The administration of President Donald Trump is forging ahead with efforts to revamp an Affordable Care Act program that could let each state change how its version of ACA health coverage access programs works.
Agencies today unveiled new guidelines for states that want to use the ACA Section 1332 State Innovation Waiver program.
In the past, under the administration of former President Barack Obama, federal regulators set tight limits on waiver use.

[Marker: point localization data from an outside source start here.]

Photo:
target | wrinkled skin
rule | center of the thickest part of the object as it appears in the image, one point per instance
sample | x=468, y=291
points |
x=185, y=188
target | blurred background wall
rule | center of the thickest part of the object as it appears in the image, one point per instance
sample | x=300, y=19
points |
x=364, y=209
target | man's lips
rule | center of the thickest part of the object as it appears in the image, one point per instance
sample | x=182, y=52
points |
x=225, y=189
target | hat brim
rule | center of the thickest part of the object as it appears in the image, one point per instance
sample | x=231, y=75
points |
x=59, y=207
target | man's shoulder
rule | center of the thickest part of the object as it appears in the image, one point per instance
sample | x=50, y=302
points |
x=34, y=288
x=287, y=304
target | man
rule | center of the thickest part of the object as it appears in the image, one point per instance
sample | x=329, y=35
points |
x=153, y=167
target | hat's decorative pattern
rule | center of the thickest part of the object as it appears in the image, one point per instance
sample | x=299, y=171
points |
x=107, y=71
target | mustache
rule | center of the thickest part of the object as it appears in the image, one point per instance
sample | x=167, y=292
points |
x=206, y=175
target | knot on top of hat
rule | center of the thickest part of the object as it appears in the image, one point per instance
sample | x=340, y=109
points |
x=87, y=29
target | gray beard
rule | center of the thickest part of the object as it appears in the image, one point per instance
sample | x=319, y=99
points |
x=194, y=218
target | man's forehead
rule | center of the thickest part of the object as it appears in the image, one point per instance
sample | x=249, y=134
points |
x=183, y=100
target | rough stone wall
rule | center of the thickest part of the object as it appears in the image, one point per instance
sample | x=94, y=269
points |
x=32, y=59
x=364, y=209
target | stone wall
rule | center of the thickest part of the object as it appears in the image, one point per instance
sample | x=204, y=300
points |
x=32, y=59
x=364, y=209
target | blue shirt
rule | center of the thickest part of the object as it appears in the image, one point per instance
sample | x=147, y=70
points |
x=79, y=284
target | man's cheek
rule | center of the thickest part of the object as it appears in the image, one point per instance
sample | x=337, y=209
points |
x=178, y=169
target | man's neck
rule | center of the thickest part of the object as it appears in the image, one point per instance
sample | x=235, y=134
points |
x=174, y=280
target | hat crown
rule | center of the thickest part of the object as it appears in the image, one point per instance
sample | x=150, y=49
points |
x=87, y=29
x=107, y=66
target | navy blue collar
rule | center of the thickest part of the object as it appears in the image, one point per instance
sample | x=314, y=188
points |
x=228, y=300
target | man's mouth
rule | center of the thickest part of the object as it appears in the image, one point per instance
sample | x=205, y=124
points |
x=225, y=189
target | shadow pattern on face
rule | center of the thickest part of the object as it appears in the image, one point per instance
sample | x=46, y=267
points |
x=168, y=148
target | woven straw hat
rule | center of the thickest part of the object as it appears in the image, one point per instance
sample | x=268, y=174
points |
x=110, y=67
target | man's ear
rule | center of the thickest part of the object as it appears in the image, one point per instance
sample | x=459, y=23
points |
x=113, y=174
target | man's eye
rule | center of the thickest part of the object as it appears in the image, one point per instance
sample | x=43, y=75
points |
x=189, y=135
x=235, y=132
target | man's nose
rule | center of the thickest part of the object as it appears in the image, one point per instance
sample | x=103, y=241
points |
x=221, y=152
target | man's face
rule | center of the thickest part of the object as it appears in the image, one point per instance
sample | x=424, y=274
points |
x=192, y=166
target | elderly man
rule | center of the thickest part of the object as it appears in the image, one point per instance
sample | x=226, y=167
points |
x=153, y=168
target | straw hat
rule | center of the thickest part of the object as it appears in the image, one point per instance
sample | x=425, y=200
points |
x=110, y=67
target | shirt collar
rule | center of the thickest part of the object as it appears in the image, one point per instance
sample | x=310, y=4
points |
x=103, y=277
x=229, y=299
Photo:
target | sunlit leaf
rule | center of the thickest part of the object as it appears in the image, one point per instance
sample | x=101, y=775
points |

States have used waiver authority mainly to set up state-run reinsurance programs for the individual major medical market.
(Related: ACA Revamp Provision: Feds Emphasize Limits)
Officials at the U.S. Department of The Treasury, the U.S. Department of Health and Human Services (HHS), and the Centers for Medicaid and Medicaid Services (CMS) say they now want to take a different, more flexible approach, and to promote use of products such as association health plan coverage and short-term health insurance.
Trump administration officials have been talking about making those sorts of changes to the Section 1332 waiver program since March 2017, when Tom Price, Trump’s first HHS secretary, announced an ACA waiver program reboot.
A preview copy of the 34-page PDF document is available here.
The official version is set to appear in the Federal Register Wednesday.
For a look at seven facts about the new waiver program guidance that might be of interest to insurance agents and brokers, read on.
1. The Section 1332 waiver program has a new name.
The Trump administration will be calling it the State Relief and Empowerment Waiver (SREW) program.
2. SREW application reviewers will have a strong preference for proposals that favor private-sector solutions.
In the past, Section 1332 waiver program drafters did not mention whether they preferred government-run health programs or private insurance programs.
Some lawmakers who have created ACA alternative bills and ACA change people’s have emphasized that they wanted to give each state the flexibility to meet local needs.
In the new SREW guidance, officials evidence that they want to promote more cost-effective health coverage, a lighter burden for the federal taxpayer, and use of private-sector solutions.
“For example,” officials write, “states should consider eliminating or reducing state-level regulation that limits market choice and competition in order to reduce prices for consumers and reduce costs to the federal government, as part of their section 1332 waiver applications.”
3. Trump administration officials say any extra people covered as a result of waiver programs can have less comprehensive coverage.
Obama administration officials said that a waiver program should increase access to coverage for at least some, decrease access for no one, and do nothing to reduce the level of benefits provided below the ACA individual major medical benefits minimum.